Jednakowoż na regularną lekturę Scientific American nie miałem wtedy czasu. Postanowiłem nadrobić zaległości po skończeniu studiów. Prenumeruję magazyn od roku... i moje uczucia są mieszane. Poziom mi odpowiada. Gorzej ze stylem, czy raczej podejściem. Okazuje się bowiem, że artykuły zazwyczaj przedkładają dane zagadnienie nad jego naukowe tło. Zarzut wydaje się dziwny, lecz rzecz w tym, że o konkretnym odkryciu nie da się wiele napisać bez uciekania się w szczegóły. Szczegóły jednak, jak to szczegóły, są techniczne, więc autorzy wyliczają je w spopularyzowanej wersji. Zazwyczaj wychodzi to nudnawo — tak czy owak, to wciąż tylko szczegóły. Warunkiem opowiedzenia interesującej historii naukowej jest natomiast szersze spojrzenie, przedstawienie czytelnikowi historycznych i teoretycznych kulis. Na taką taktykę, nie wiedzieć czemu, polityka wydawnicza nie zezwala.

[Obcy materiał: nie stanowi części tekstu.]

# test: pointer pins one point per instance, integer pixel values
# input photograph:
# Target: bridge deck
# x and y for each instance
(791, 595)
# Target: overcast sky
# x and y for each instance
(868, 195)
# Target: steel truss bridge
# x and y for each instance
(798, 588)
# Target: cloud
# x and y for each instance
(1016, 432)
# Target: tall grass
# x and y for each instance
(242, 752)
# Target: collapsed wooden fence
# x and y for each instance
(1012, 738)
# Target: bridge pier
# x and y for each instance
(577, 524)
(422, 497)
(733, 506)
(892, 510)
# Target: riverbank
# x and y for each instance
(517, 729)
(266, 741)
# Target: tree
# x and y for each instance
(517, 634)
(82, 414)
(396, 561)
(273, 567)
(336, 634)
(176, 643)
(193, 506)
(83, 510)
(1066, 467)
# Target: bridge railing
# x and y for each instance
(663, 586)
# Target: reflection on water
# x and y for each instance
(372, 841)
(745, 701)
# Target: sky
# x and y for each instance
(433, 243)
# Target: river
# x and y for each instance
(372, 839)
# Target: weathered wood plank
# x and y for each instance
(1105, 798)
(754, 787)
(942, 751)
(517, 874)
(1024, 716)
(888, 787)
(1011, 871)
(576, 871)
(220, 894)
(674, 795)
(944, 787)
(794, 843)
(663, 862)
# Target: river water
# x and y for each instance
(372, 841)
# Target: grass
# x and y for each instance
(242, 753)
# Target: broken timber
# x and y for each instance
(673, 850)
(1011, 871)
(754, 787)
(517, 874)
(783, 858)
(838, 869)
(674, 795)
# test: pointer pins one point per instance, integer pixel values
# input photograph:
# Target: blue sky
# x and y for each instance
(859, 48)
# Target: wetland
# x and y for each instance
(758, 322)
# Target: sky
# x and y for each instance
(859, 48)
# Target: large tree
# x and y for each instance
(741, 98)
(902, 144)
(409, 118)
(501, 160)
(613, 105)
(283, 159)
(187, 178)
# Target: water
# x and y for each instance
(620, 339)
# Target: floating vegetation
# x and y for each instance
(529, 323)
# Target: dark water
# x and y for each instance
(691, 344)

Felietony również nie powalają na ziemię. Zbyt często wydają się pisane na siłę, brakuje im pazura. Od czasu do czasu trafi się jednak wyjątek. Takimi wyjątkami są zwykle teksty spod pióra Michaela Shermera, redaktora naczelnego kwartalnika Skeptic (notabene, przydałoby się w Polsce takie czasopismo). Najnowszy felieton Shermera, Financial Flimflam, to, jak mawiają Anglosasi, "eye-opener". Pierwsza połowa felietonu dostępna jest po angielsku tutaj; polskie tłumaczenie całości ukaże się zapewne w kwietniowym Świecie nauki. Warto przeczytać, jako że Shermer przedstawia szalenie istotną tezę (prawdę?):

Prognozy ekonomiczne i polityczne mają dużo więcej wspólnego z pseudonauką aniżeli z nauką i po prostu nie należy im wierzyć. Mowa tu bynajmniej nie o prognozach snutych przez wujka Kazika przy rodzinnym obiedzie, ale o fachowych przewidywaniach ekspertów. Kilka konkretnych ilustracji:

1. W przeciągu 2010 roku fundusze giełdowe zarządzane przez (każących sobie słono płacić) specjalistów wygenerowały średnio 9,5% przychodu. Natomiast gdybyśmy na początku 2010 roku nakupili akcji zupełnie na chybił-trafił, i odsprzedali je po roku, odsetki wyniosłyby 12%.

2. Niedawny raport z Economics and Portfolio Strategy wykazał, że w latach 1990-2009 z 452 zarządzanych funduszy tylko 13 przebiło średnią giełdową.

3. Profesor Tetlock w książce Expert Political Judgments (2005) wziął pod lupę prawie 83 tysiące prognoz dotyczących przyszłości dokonanych przez blisko 300 ekspertów od politologii, ekonomii, historii i dziennikarstwa. Konkluzja: Poradzili sobie tylko trochę lepiej od "rzucającego lotkami szympansa".

Co ciekawe, Tetlock odkrył przy okazji, że lepszymi prognostykami są ludzie, którzy posiadają szeroką, lecz nie głęboką wiedzę, od tych, którzy wiedzą bardzo dużo, ale tylko o pojedynczym wąskim zagadnieniu (nawet jeśli jest to zagadnienie bezpośrednio związane z charakterem prognozy).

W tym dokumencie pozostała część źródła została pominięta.